MM: E’ stata un’interpretazione di gruppo e non individuale giusto? Voi come gruppo di performers avete interpretato le istruzioni e non è stato un lavoro individuale.

VA: I primi che hanno lavorato hanno senz’altro avuto più occasione di stabilire delle interpretazioni. I successivi performers si sono adeguati. Per la posizione sfera è stato diverso, un giorno una ragazza si è messa sul fianco e tutti l’abbiamo seguita.

MM: originariamente le performances sarebbero dovute durare un’ora, ma voi avete chiesto uno sconto, intervallando ogni mezz’ora.

VA: Abbiamo un quarto d’ora di pausa ogni mezz’ora.

MM: E come fate a sapere che ore sono? Che è ora di fare pausa?
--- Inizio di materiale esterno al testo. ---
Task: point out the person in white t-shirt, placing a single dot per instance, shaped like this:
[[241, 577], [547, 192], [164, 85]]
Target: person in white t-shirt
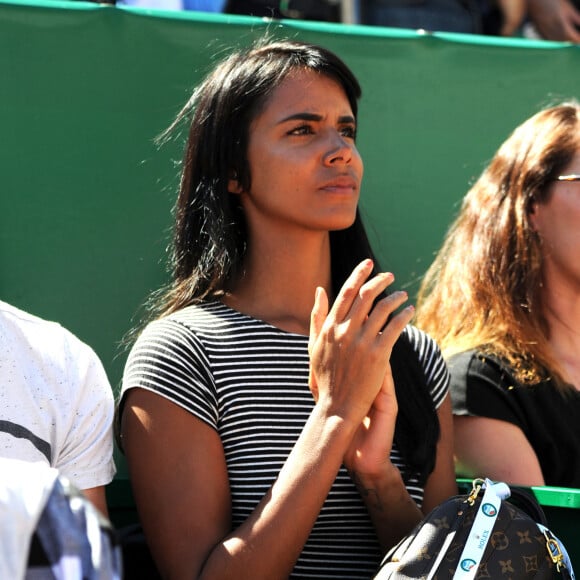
[[56, 403]]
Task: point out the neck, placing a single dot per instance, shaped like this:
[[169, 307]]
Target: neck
[[280, 280], [562, 312]]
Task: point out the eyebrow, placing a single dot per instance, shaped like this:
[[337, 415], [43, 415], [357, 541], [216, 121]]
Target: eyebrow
[[315, 117]]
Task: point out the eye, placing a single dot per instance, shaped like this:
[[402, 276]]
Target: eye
[[349, 132], [301, 130]]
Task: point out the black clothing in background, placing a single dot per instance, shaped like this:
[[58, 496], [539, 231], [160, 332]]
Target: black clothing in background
[[482, 386], [301, 9]]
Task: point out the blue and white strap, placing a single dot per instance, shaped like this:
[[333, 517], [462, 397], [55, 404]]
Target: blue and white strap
[[481, 530]]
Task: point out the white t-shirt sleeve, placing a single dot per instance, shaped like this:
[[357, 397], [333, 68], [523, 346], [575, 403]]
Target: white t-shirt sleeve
[[86, 453]]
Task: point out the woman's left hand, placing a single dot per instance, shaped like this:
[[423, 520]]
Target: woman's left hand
[[370, 449]]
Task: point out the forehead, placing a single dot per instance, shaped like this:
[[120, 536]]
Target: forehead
[[306, 90]]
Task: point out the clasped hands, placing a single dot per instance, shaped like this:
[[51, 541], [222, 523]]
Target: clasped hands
[[350, 347]]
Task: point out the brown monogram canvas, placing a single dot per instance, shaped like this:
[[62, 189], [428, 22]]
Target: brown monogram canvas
[[516, 550]]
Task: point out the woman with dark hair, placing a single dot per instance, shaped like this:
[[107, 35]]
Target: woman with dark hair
[[280, 417], [502, 299]]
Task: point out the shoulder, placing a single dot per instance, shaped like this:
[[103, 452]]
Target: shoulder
[[474, 364], [431, 360], [46, 344]]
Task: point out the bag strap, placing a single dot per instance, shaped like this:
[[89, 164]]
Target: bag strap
[[558, 554], [482, 526], [484, 521]]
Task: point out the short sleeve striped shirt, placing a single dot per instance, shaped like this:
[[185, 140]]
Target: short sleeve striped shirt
[[249, 381]]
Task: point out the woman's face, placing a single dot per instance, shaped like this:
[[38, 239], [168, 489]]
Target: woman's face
[[557, 221], [305, 168]]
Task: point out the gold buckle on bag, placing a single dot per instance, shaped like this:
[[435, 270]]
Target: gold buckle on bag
[[554, 550], [477, 485]]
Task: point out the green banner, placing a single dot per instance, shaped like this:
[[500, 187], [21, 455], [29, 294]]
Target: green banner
[[85, 209]]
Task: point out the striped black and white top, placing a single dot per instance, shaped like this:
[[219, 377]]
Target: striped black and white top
[[249, 381]]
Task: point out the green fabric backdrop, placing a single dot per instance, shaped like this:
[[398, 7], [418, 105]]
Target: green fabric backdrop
[[86, 199]]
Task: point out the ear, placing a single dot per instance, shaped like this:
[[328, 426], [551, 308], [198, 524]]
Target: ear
[[533, 215], [234, 185]]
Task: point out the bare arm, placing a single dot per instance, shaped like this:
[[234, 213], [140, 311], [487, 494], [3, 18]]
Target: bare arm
[[555, 19], [96, 495], [495, 449], [178, 468], [442, 483]]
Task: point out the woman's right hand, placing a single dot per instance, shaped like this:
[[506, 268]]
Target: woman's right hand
[[350, 345]]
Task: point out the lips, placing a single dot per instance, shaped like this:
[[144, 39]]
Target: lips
[[343, 183]]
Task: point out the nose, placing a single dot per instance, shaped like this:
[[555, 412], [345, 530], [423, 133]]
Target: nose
[[340, 150]]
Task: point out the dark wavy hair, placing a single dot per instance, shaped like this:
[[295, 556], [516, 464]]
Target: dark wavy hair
[[210, 233]]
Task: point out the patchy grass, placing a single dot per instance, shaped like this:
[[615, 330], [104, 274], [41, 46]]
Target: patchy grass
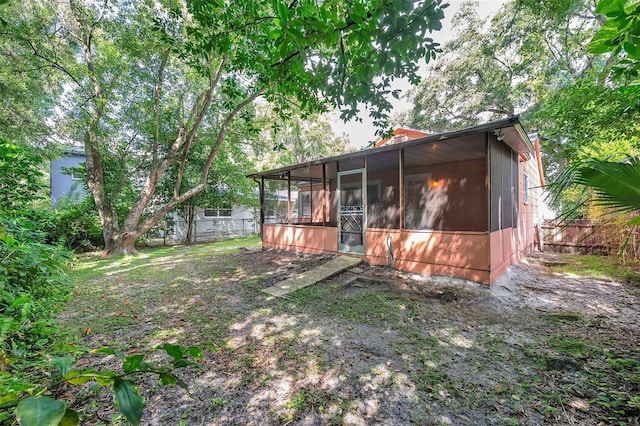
[[607, 267], [339, 353]]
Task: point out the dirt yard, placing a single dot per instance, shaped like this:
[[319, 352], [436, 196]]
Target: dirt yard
[[370, 346]]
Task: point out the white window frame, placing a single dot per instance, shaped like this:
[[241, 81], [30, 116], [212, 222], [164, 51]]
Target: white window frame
[[417, 211], [211, 212], [304, 203]]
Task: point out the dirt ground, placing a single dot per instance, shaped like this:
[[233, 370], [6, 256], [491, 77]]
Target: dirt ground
[[373, 346]]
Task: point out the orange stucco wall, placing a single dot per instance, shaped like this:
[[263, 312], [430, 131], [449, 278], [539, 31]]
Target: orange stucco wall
[[458, 254], [509, 245]]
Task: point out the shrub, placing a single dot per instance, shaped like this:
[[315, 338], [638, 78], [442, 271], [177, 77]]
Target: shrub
[[32, 283]]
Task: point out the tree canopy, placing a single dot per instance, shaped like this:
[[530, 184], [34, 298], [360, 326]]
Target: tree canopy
[[141, 83]]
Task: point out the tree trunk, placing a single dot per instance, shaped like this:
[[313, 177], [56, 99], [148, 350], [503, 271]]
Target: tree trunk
[[121, 243]]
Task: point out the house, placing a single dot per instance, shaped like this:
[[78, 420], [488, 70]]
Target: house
[[401, 134], [66, 185], [208, 224], [461, 204]]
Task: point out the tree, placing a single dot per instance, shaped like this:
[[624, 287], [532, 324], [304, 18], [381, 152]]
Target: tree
[[295, 140], [505, 66], [616, 185], [148, 77]]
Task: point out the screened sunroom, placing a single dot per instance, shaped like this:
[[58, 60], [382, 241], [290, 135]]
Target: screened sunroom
[[452, 204]]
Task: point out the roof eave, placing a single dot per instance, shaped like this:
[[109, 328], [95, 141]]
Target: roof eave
[[514, 121]]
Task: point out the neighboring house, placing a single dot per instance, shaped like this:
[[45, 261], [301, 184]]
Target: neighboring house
[[66, 185], [213, 224], [461, 204]]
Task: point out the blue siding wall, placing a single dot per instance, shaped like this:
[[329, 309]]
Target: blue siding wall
[[62, 185]]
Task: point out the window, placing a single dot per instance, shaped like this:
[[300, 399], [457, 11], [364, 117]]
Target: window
[[217, 212], [304, 201], [416, 197]]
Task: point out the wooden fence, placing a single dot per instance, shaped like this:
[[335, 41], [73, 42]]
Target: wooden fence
[[586, 236]]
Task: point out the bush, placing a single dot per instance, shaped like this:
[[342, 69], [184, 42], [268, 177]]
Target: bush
[[32, 283], [76, 226]]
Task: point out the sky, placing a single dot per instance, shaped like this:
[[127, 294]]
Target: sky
[[360, 133]]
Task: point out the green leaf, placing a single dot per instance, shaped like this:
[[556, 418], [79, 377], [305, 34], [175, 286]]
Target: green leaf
[[604, 40], [40, 411], [63, 364], [609, 7], [275, 33], [283, 11], [168, 379], [195, 352], [105, 378], [132, 363], [78, 377], [70, 418], [174, 351], [129, 400]]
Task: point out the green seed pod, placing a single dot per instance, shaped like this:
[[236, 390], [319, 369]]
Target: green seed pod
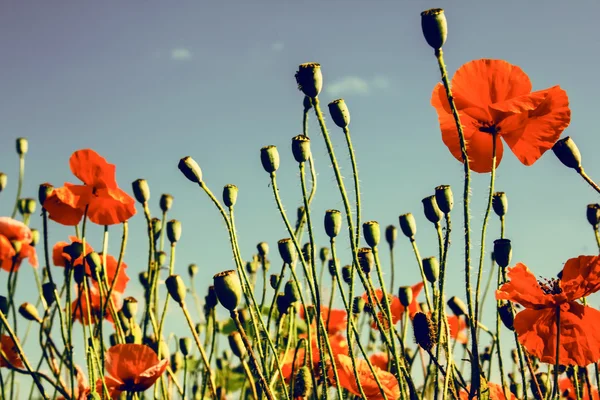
[[408, 225], [333, 223], [301, 148], [435, 27], [339, 113], [287, 251], [310, 79], [228, 289], [269, 157], [431, 267], [176, 288], [174, 231], [22, 146], [166, 202], [190, 169], [502, 252], [141, 191], [567, 152], [444, 198], [500, 203], [372, 233], [431, 209]]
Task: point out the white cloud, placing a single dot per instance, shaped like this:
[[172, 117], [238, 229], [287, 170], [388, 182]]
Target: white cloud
[[181, 54]]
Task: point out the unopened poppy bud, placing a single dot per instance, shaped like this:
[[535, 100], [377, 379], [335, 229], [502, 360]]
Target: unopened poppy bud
[[502, 252], [301, 148], [506, 315], [287, 251], [22, 146], [230, 195], [500, 203], [431, 209], [431, 267], [593, 214], [408, 225], [174, 230], [444, 198], [457, 306], [435, 27], [141, 190], [176, 288], [166, 202], [228, 288], [190, 169], [310, 79], [372, 233], [130, 307], [302, 383], [333, 223], [29, 312], [425, 331], [405, 294], [269, 157], [339, 113], [567, 152], [366, 259]]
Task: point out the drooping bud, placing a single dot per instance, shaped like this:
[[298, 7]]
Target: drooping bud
[[310, 79], [339, 113]]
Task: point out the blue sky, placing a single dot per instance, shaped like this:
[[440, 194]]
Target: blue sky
[[146, 83]]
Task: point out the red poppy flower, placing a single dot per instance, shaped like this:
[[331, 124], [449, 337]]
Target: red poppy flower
[[8, 353], [536, 324], [12, 230], [132, 368], [366, 378], [493, 96], [106, 204]]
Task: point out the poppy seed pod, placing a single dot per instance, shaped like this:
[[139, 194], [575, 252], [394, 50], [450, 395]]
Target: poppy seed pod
[[444, 198], [593, 214], [301, 148], [166, 202], [269, 157], [431, 209], [502, 252], [333, 223], [310, 79], [405, 295], [228, 288], [190, 169], [230, 195], [22, 146], [287, 251], [435, 27], [408, 225], [431, 268], [567, 152], [339, 113], [176, 288], [174, 230], [141, 190], [372, 233], [366, 259]]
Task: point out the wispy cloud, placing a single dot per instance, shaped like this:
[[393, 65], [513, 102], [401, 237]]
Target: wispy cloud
[[181, 54], [356, 85]]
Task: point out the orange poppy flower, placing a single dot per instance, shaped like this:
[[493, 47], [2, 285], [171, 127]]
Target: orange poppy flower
[[536, 324], [106, 204], [8, 353], [131, 368], [493, 96], [12, 230], [366, 378]]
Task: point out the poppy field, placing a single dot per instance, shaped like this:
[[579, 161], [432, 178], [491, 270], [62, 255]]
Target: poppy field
[[301, 318]]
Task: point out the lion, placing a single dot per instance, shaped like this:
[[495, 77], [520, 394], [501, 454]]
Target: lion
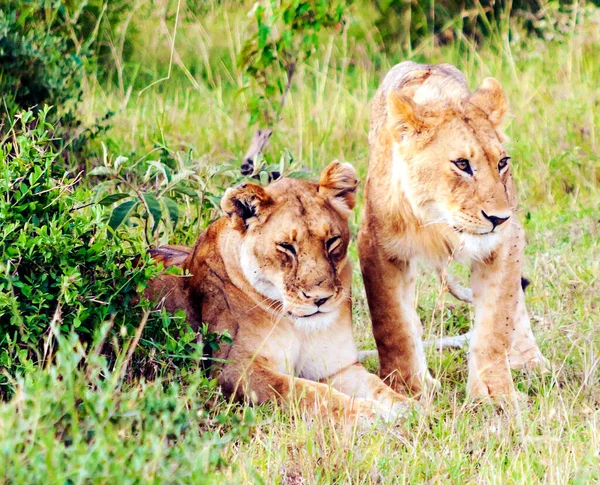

VA: A questo riguardo abbiamo riflettuto sulla figura del guardasala. Ci siamo chiesti se anche il suo ruolo necessiti forse di una denominazione performativa. Il loro stare, spesso, entra in connessione con noi. Nelle istruzioni che ci hanno mandato dallo studio c’è scritto che i guardasala fanno parte della performance, perchè devono appunto intervenire per avvisarci di quando abbiamo finito.

MM: Nonostante abbiate chiesto di diminuire la performance a cicli di mezz’ora invece che di un’ora, si attua un distacco tra la mente e il corpo, tramite queste ripetizioni forzate?

VA: Sì. A volte capita che il pubblico passi e ci chieda se siamo finti o veri, se siamo dei manichini. E’ una sensazione che ho provato diverse volte. Non so se sia esattamente una fuga o un fenomeno attuato dalla ripetizione stessa. Il corpo va in automatico, come nel Bouncing, la spinta ti permette di non fare più sforzo, parti all’inizio e poi vai in automatoc, come per andare in bicicletta, e quando questo succede non sei più corpo, entri in uno stato simil meditativo, non pensi al pubblico. (…) Nauman riduce all’ennesima potenza per uscire dal corpo. (…) Per questo ti dico che le performances di Nauman trovo siano rivolte più a noi performers che al pubblico, perchè succede tutto al nostro interno. Con il Bouncing, e la camminata (che si chiama Untitled) questo stato si può percepire più facilmente rispetto alle Posizioni statiche, come quella della Sfera di cui ti parlavo, attraverso le quali si arriva all’estremo dell’impercettibile perchè l’istruzione è “immaginare di arrotolarsi su un punto centrale del tuo corpo (l’ombelico) e di sprofondare in basso, e con il cilindro di allungarti.” L’interpretazione si complica quindi, perchè l’allungamento si intende come azione fisica o immaginata? La linea che devo seguire per farlo è una linea che segue il mio baricentro o la mia posizione? Dall’esterno non c’è una differenza visibile: è tutto introverso. Anche se sei rannicchiato in un angolo puoi espanderti, e il pubblico dovrebbe percepirlo da te, anche se sei di spalle.

MM: Un privare che vuole però rivelare nel suo essere.

VA: A volte quando si ha davanti un altro performer (questo capita solo con chi si ha una speciale intesa) anche tramite il contatto visivo sembra comunque di non percepirsi. Con alcuni altri mi capita a volte come di entrare uno dentro l’altro perdendo la percezione del proprio stesso corpo e sentendosi uno con il corpo dell’altro: si va in parallelo o in contrapposto. Il corpo si svuota di significato e torna al suo grado 0; uno svuotamento di senso che acquisisce senso nell’essere e nello stare.